The Adaaa: Congress Breathes New Life Into the Americans With Disabilities Act

Publication year2012
CitationVol. 81 No. 3 Pg. 22
The ADAAA: Congress Breathes New Life into the Americans with Disabilities Act
No. 81 J. Kan. Bar Assn 3, 22 (2012)
Kansas Bar Journal
March, 2012

Legal Article: The ADAAA: Congress Breathes New Life ...

by Scott Johnson.

I. Introduction

In 1990, two-thirds of disabled Americans were not working, despite being otherwise qualified for jobs.[1] In response, Congress passed the Americans with Disabilities Act (ADA).[2] The ADA created a cause of action against employers who take adverse action against disabled employees based on their disability.[3] To invoke the protections under the ADA, a plaintiff was required to have a "disability"[4] that "substantially limits"[5] a "major life activity."[6]

After passage, the ADA faced a hostile judicial reaction.[7]Many courts characterized it as an affirmative action program for the disabled, rather than as an antidiscrimination statute.[8] Even the U.S. Supreme Court explicitly referred to certain accommodations as "preferences for individuals with disabilities."[9] In a pair of cases, the U.S. Supreme Court narrowly construed the scope of the ADA's definition of who is disabled. First, the Supreme Court held that two nearsighted people were not disabled for the purposes of the ADA, because their eyeglasses successfully mitigated the disability.[10] Subsequently, the Court further narrowed the protected class of persons under the ADA. The Court held that for a person to qualify as disabled under the ADA, the disability must make it extremely difficult to impossible to perform tasks that are "of central importance to most people's daily lives."[11] Being able to work a particular job was not considered to be such a task.[12]

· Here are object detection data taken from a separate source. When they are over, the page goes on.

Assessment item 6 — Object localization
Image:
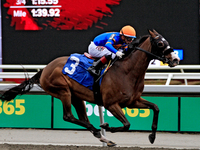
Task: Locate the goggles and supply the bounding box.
[125,36,134,42]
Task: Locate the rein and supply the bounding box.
[135,47,170,63]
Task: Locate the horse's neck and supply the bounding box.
[123,38,151,75]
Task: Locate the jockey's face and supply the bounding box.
[121,35,134,44]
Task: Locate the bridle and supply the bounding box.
[135,35,173,66]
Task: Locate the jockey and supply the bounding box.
[88,25,136,76]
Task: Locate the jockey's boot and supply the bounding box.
[88,55,111,76]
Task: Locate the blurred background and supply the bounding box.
[1,0,200,64]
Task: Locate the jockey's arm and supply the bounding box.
[105,40,117,54]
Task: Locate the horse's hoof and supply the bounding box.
[149,134,156,144]
[100,122,109,129]
[107,141,117,147]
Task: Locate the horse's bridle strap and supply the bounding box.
[135,47,168,63]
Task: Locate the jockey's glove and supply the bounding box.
[116,51,124,58]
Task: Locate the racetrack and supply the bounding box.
[0,129,200,150]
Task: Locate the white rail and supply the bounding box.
[0,65,200,90]
[0,65,200,85]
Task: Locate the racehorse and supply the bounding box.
[0,30,180,146]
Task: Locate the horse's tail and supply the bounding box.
[0,70,43,101]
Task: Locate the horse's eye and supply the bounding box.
[157,41,164,47]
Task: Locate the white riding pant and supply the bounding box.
[88,42,116,59]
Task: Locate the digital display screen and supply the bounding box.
[174,49,183,60]
[3,0,121,30]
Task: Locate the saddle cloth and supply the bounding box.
[62,53,103,90]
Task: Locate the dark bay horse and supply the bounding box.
[0,30,180,146]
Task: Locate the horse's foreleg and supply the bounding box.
[131,98,159,144]
[100,103,130,132]
[68,98,116,147]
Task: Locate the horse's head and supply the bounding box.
[149,30,180,67]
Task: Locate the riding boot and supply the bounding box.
[88,55,111,76]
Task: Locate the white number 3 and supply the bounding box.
[65,56,80,75]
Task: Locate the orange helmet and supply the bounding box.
[120,25,136,38]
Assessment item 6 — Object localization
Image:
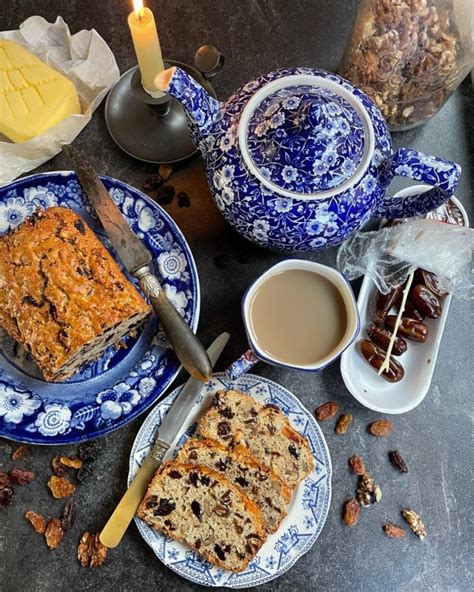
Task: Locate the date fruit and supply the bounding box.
[369,284,403,325]
[415,269,448,298]
[409,284,443,319]
[385,315,428,343]
[342,497,360,526]
[360,339,405,382]
[365,324,407,356]
[314,401,340,421]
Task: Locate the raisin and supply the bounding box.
[77,531,108,567]
[217,421,230,436]
[176,191,191,208]
[155,185,174,206]
[76,465,94,483]
[263,403,280,411]
[216,457,227,472]
[288,444,300,458]
[219,407,235,419]
[12,445,28,460]
[214,255,230,269]
[165,520,176,532]
[48,475,76,499]
[8,468,36,485]
[212,504,230,518]
[214,544,225,561]
[61,500,76,530]
[143,174,164,191]
[74,220,86,234]
[25,510,46,534]
[77,441,100,462]
[146,495,158,508]
[0,486,15,509]
[153,498,176,516]
[191,500,201,520]
[44,518,64,550]
[235,477,249,487]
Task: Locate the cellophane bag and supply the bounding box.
[337,219,474,299]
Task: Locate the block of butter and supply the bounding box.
[0,39,81,142]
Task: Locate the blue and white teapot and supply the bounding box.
[155,68,461,251]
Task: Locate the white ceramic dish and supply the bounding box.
[341,185,469,414]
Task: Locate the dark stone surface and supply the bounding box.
[0,0,474,592]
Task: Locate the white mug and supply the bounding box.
[226,259,360,380]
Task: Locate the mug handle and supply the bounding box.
[373,148,461,219]
[225,349,260,380]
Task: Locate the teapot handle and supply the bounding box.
[373,148,461,219]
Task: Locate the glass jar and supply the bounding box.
[340,0,474,131]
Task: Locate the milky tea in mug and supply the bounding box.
[248,268,348,367]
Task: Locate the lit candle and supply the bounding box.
[128,0,165,96]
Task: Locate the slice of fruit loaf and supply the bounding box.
[177,438,292,533]
[137,461,267,572]
[198,390,313,487]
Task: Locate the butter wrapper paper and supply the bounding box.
[0,16,120,185]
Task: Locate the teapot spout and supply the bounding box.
[155,66,220,156]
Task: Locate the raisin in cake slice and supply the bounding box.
[198,390,314,487]
[137,461,267,572]
[177,438,292,533]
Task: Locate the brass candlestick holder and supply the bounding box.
[105,45,224,164]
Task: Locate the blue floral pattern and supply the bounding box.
[128,374,332,588]
[169,68,460,251]
[0,173,200,444]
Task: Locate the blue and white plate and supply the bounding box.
[128,374,332,588]
[0,172,200,444]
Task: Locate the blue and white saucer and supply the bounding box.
[0,172,200,444]
[128,374,332,588]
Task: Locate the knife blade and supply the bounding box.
[63,145,212,380]
[99,333,230,549]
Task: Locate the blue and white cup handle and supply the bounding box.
[373,148,461,219]
[225,349,260,380]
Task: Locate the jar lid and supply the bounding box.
[239,76,373,197]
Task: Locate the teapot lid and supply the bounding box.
[239,75,374,198]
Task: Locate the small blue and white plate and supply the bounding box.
[0,172,200,444]
[128,374,332,588]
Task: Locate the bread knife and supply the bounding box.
[63,146,212,380]
[99,333,230,549]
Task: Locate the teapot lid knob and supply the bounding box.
[194,44,224,79]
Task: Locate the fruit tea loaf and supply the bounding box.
[177,438,292,533]
[198,390,313,487]
[0,207,150,381]
[137,461,266,572]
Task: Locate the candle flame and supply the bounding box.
[133,0,143,18]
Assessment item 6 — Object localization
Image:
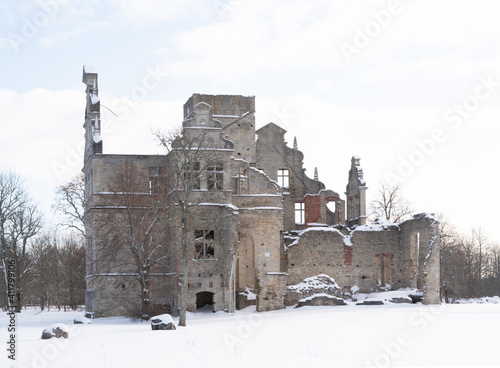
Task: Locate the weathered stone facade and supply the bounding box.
[83,67,439,316]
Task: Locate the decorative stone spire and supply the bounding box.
[345,156,368,227]
[82,65,102,160]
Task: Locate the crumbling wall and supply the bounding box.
[287,225,401,300]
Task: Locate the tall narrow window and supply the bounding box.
[278,169,290,188]
[207,162,224,190]
[194,230,215,259]
[295,202,305,224]
[233,169,248,194]
[184,162,201,189]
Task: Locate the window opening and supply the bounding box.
[295,202,305,224]
[278,169,290,188]
[194,230,215,259]
[207,162,224,190]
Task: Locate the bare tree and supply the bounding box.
[52,174,85,237]
[371,184,413,223]
[0,173,42,312]
[155,130,224,326]
[94,160,168,319]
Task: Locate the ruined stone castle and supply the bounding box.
[83,66,440,316]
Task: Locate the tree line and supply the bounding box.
[0,171,500,313]
[0,173,86,313]
[371,184,500,302]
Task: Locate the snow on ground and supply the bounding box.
[0,303,500,368]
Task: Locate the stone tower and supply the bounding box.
[345,156,368,227]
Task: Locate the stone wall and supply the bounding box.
[257,272,288,312]
[401,213,440,304]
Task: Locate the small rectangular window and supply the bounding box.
[184,162,201,189]
[278,169,290,188]
[295,202,305,224]
[148,166,166,194]
[194,230,215,259]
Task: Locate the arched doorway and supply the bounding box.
[196,291,214,312]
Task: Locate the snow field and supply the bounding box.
[0,303,500,368]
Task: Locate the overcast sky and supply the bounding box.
[0,0,500,241]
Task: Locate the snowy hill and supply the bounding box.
[0,295,500,368]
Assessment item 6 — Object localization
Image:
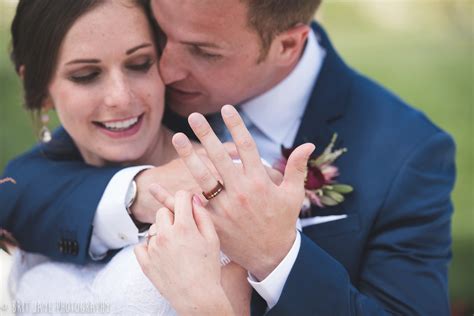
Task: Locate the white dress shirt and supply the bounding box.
[89,31,325,309]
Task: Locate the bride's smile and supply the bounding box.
[44,1,164,165]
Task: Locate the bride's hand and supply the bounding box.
[135,191,233,315]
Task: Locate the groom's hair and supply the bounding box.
[240,0,322,58]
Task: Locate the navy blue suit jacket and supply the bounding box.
[0,24,455,315]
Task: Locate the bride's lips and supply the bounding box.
[93,113,145,138]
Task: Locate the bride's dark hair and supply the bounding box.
[10,0,150,111]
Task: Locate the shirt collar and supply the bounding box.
[241,30,325,144]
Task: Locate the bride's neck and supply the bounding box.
[135,125,178,166]
[78,125,178,167]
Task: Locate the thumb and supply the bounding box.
[282,143,316,188]
[133,243,153,276]
[193,194,219,241]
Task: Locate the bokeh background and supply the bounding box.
[0,0,474,315]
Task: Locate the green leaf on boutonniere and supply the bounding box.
[331,184,354,194]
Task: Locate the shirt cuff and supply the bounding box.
[89,166,152,260]
[247,231,301,309]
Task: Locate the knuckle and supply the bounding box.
[236,136,255,151]
[196,124,212,138]
[214,150,229,161]
[197,171,212,183]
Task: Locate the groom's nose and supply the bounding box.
[159,43,189,85]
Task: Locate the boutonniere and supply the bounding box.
[274,134,353,215]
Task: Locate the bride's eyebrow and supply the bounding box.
[125,43,151,55]
[66,59,100,65]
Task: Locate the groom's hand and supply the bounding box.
[130,143,282,224]
[173,106,314,280]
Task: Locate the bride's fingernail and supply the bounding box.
[193,194,202,206]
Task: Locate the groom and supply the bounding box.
[0,0,454,315]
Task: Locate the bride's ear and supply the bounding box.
[18,65,25,80]
[41,95,54,112]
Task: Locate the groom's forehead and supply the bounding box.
[152,0,251,42]
[151,0,248,27]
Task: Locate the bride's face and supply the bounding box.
[46,1,164,165]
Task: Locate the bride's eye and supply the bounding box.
[127,58,154,72]
[69,70,100,84]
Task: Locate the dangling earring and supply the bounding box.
[39,112,52,143]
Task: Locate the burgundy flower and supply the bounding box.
[274,134,353,210]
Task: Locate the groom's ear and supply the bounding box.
[273,23,311,66]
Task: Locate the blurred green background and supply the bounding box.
[0,0,474,308]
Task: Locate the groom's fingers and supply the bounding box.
[188,113,236,181]
[174,191,196,227]
[173,133,221,192]
[282,143,315,188]
[221,105,265,176]
[148,183,174,211]
[193,195,219,243]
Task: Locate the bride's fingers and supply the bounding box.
[133,243,152,275]
[148,183,174,211]
[156,207,174,231]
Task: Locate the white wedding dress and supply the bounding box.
[9,246,180,316]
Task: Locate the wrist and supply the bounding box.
[126,169,159,225]
[248,230,296,281]
[175,286,234,315]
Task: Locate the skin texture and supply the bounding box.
[151,0,309,115]
[132,0,310,223]
[44,1,169,165]
[33,1,250,314]
[132,0,314,314]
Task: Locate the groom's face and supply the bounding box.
[152,0,278,115]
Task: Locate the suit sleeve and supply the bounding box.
[268,132,455,315]
[0,147,119,264]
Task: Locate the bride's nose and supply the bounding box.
[104,72,132,107]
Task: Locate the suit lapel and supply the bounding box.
[294,23,353,155]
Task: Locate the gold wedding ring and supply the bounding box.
[202,181,224,201]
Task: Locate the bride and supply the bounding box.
[5,0,250,315]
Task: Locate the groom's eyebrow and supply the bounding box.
[125,43,151,55]
[181,41,221,48]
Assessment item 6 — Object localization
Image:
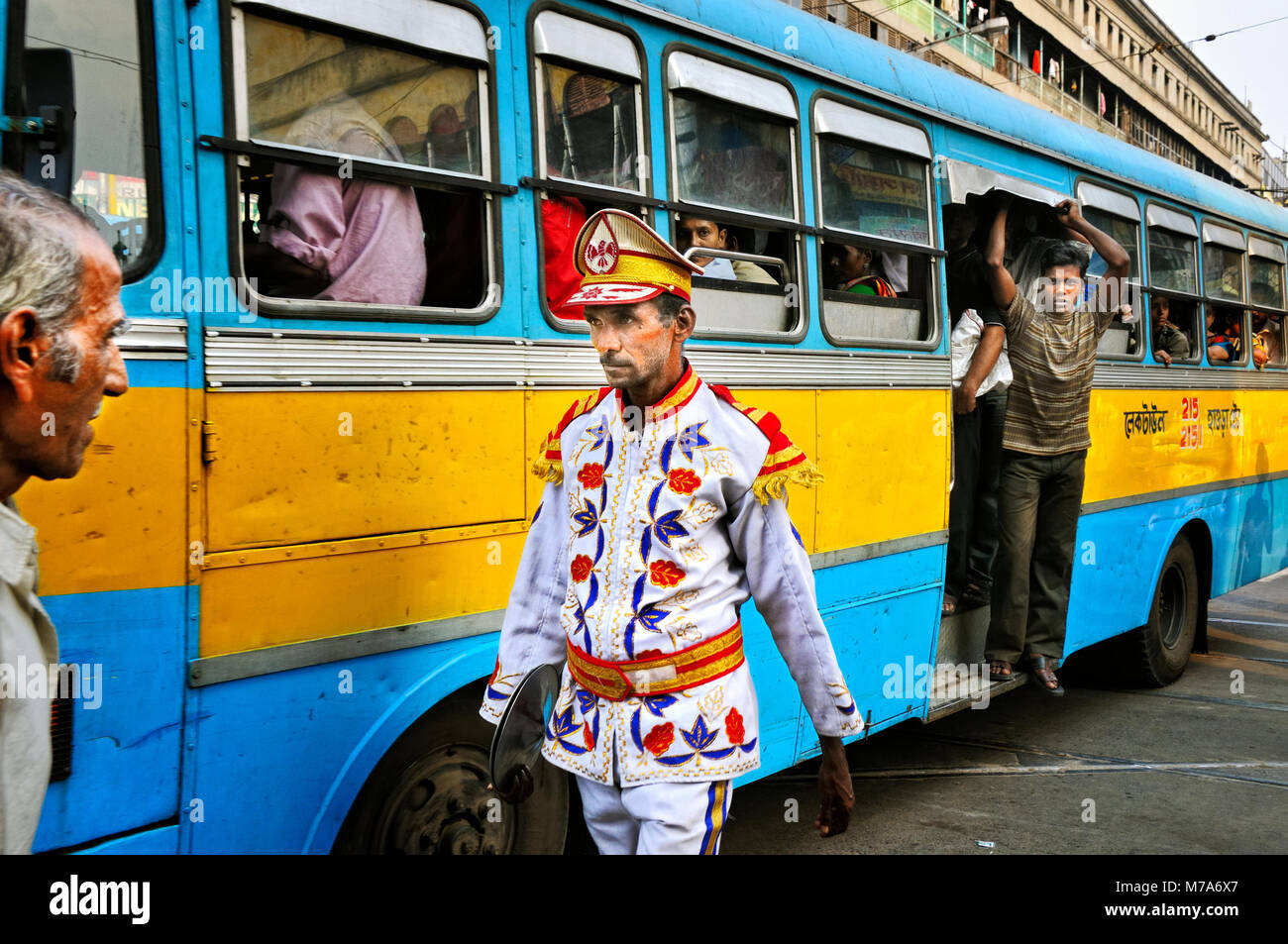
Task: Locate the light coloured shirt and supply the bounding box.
[481,369,863,786]
[0,498,58,855]
[1002,291,1115,456]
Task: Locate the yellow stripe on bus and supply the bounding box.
[1082,390,1288,503]
[16,386,189,596]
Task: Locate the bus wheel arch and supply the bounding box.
[1113,520,1212,687]
[332,678,568,855]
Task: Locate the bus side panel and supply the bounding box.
[73,825,179,855]
[180,634,497,853]
[33,587,184,853]
[1065,477,1288,654]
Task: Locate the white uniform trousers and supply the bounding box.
[577,777,733,855]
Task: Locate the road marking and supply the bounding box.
[1208,617,1288,630]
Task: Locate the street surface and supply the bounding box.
[721,571,1288,855]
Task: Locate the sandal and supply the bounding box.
[1025,656,1064,696]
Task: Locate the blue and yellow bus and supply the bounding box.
[0,0,1288,853]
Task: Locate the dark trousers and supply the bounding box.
[984,450,1087,662]
[966,389,1006,589]
[944,390,1006,596]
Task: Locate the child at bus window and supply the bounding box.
[1252,312,1283,369]
[824,242,896,299]
[1205,308,1241,365]
[1150,295,1190,367]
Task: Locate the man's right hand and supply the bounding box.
[953,380,976,413]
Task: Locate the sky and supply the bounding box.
[1147,0,1288,157]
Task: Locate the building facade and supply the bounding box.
[786,0,1272,197]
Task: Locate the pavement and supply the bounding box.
[721,571,1288,855]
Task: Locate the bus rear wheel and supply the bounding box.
[1116,535,1202,687]
[332,682,568,855]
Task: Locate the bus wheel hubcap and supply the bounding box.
[378,744,515,855]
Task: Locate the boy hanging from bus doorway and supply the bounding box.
[984,193,1130,695]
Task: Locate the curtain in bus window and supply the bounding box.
[541,61,639,190]
[1149,229,1198,293]
[673,97,793,218]
[1248,257,1284,308]
[1203,242,1243,301]
[820,139,930,246]
[1082,206,1140,279]
[246,16,483,175]
[26,0,150,280]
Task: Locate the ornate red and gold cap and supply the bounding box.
[564,210,702,305]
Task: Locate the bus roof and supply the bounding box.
[633,0,1288,236]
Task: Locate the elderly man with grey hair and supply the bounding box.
[0,171,129,854]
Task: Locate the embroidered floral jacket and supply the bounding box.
[481,366,863,786]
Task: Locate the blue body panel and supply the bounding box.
[34,587,187,851]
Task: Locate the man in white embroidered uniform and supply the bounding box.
[481,210,863,854]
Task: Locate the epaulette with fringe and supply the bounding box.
[707,383,823,505]
[532,386,613,485]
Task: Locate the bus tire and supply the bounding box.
[332,682,568,855]
[1122,535,1202,687]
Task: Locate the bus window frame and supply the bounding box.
[1201,297,1252,370]
[808,89,947,355]
[1248,229,1288,370]
[654,42,811,344]
[1198,214,1250,308]
[1073,174,1154,364]
[218,0,504,325]
[0,0,166,284]
[1141,286,1207,368]
[1248,229,1288,314]
[1141,200,1203,304]
[519,3,649,336]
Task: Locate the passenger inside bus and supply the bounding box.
[1206,305,1243,367]
[242,97,426,305]
[1150,295,1190,367]
[823,242,897,299]
[675,215,778,284]
[1252,310,1284,368]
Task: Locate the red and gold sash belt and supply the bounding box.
[568,621,743,702]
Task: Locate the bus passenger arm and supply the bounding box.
[1055,200,1130,282]
[984,193,1015,312]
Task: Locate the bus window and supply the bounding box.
[1248,236,1284,310]
[814,99,936,344]
[1077,181,1145,357]
[1203,223,1245,301]
[1252,309,1288,367]
[235,4,490,316]
[1149,291,1203,366]
[667,52,803,335]
[21,0,162,282]
[1248,236,1288,367]
[1146,206,1199,295]
[532,10,648,322]
[542,63,639,190]
[1203,303,1248,367]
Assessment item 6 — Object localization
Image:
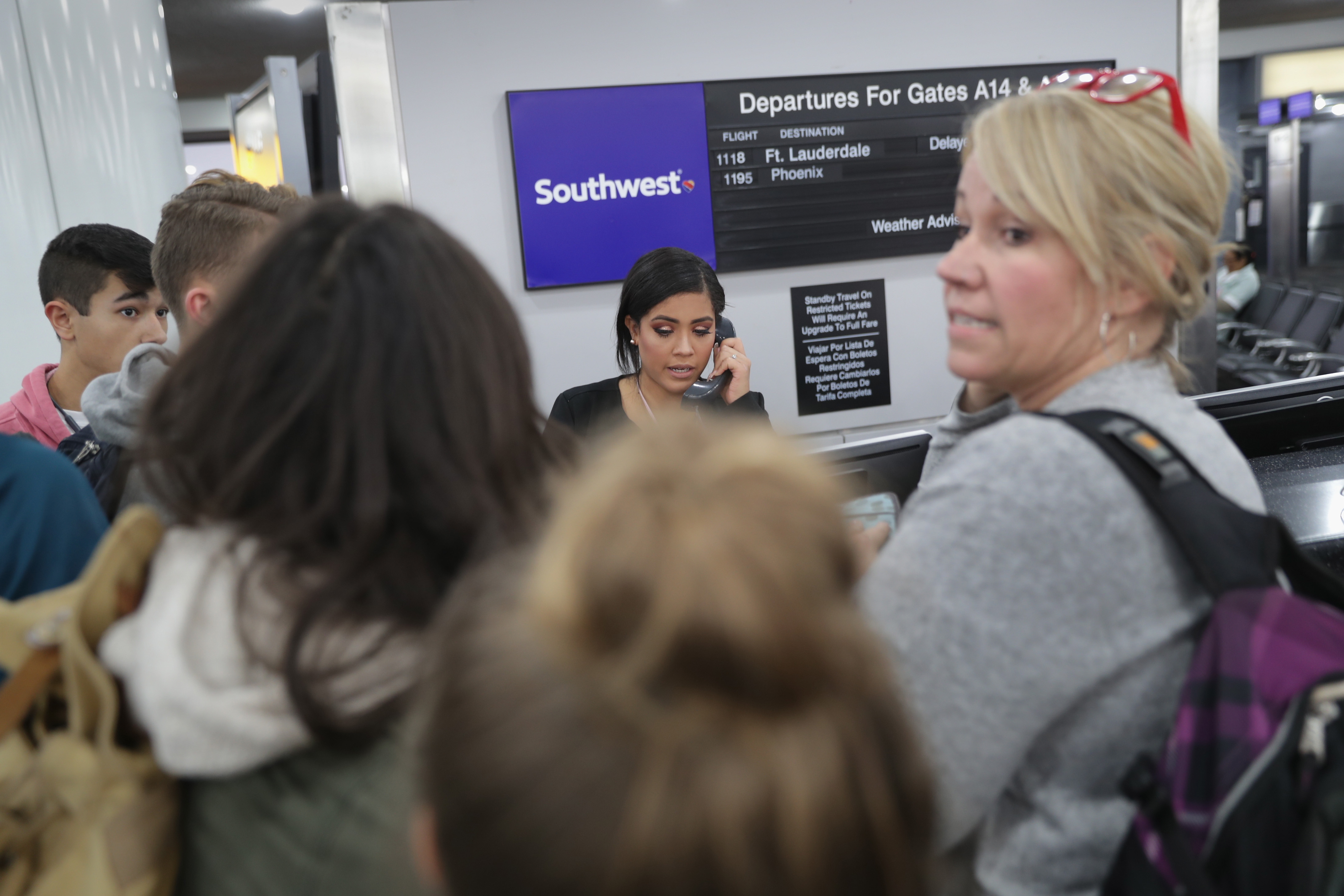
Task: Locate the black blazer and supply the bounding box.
[546,376,770,438]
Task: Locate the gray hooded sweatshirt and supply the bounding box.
[79,342,178,516]
[860,361,1265,896]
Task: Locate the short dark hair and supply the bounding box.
[38,224,154,314]
[153,168,302,326]
[141,200,560,744]
[616,246,723,374]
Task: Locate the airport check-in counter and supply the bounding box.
[809,430,933,506]
[812,374,1344,575]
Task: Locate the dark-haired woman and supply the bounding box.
[550,247,770,437]
[1216,243,1259,317]
[99,203,564,896]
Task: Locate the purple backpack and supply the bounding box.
[1059,411,1344,896]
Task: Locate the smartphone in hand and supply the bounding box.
[841,492,901,532]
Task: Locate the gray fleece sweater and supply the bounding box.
[860,361,1265,896]
[79,342,178,520]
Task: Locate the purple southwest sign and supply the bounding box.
[1288,90,1316,118]
[1257,99,1283,125]
[508,83,715,289]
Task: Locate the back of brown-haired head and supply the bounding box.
[150,169,302,329]
[421,426,933,896]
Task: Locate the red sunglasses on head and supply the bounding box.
[1038,69,1190,144]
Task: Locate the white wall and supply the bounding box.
[0,0,187,402]
[388,0,1179,433]
[1218,19,1344,59]
[178,97,234,130]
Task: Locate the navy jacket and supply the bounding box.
[0,435,107,601]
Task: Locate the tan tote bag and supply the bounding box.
[0,506,178,896]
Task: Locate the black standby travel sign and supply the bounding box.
[704,60,1113,274]
[790,279,891,416]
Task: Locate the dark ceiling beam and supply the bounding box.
[1218,0,1344,28]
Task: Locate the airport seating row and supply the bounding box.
[1218,281,1344,390]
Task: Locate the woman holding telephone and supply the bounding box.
[550,247,770,437]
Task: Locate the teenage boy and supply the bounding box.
[82,170,301,516]
[0,224,168,449]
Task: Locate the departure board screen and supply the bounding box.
[508,60,1113,289]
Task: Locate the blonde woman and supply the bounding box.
[414,422,933,896]
[862,70,1263,893]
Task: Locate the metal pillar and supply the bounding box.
[1265,120,1302,281]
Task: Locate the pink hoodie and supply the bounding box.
[0,364,70,449]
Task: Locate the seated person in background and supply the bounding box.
[82,170,301,517]
[550,247,770,437]
[855,74,1265,896]
[0,224,168,449]
[411,422,933,896]
[0,435,107,601]
[1216,243,1259,317]
[99,202,554,896]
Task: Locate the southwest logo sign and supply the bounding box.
[508,83,716,289]
[532,170,695,206]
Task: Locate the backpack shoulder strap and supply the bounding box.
[1047,411,1344,609]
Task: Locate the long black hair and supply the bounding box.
[616,246,723,374]
[141,200,558,743]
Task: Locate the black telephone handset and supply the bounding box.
[682,317,738,406]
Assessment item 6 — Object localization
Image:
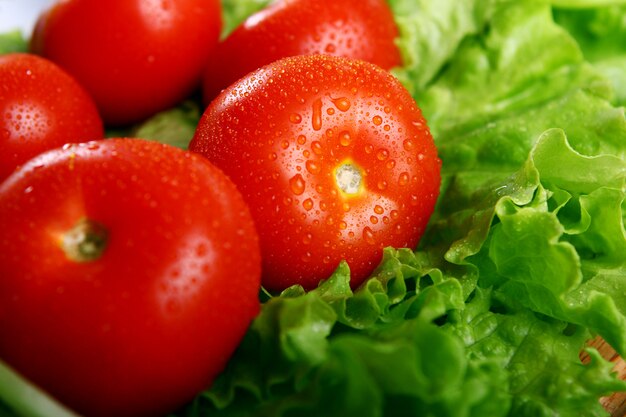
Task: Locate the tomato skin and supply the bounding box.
[190,55,441,291]
[203,0,401,104]
[0,53,104,181]
[31,0,222,125]
[0,139,260,416]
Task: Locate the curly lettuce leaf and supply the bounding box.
[0,30,28,55]
[554,1,626,106]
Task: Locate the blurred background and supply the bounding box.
[0,0,54,38]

In response to these Supreme Court decisions, Congress passed the Americans with Disabilities Act Amendments Act (ADAAA).[13] The law became effective January 1, 2009. The statute overturns the Supreme Court's narrow interpretation of "substantially limiting a major life activity," and creates a broader class of persons who are considered "disabled" under the ADA.[14]Under the ADAAA, the definition of a qualified disability was substantially broadened, and plaintiffs are more easily able to maintain ADA claims. This article will examine the recent amendments, regulations, and case law, and demonstrates how they have changed the analysis under the new statute.

II. Sutton and Toyota

The ADA provides a cause of action for a person discriminated against on the basis of his disability. To establish a prima facie case of disability discrimination under the ADA, a plaintiff must show that he: (1) is a disabled person as defined by the ADA; (2) is qualified, with or without reasonable accommodation, to perform the essential functions of the job held or desired; and (3) suffered discrimination by an employer or prospective employer because of that disability.[15] Although the courts of appeal agreed for the most part on the second and third prongs of an ADA case, the circuits were split on the definition of "disabled person."[16] Most of the circuits, as well as the Equal Employment Opportunity Commission (EEOC), took the view that a plaintiff's disability should be examined without regard to any sort of mitigating measures they are taking to improve their condition.[17] The Tenth Circuit took the opposing view, holding that if a plaintiff could correct the impairment, then he or she was not substantially limited in any major life activity and therefore not disabled for the purposes of the ADA.[18] The Supreme Court granted certiorari to resolve the circuit split in Sutton v. United Air Lines .[19]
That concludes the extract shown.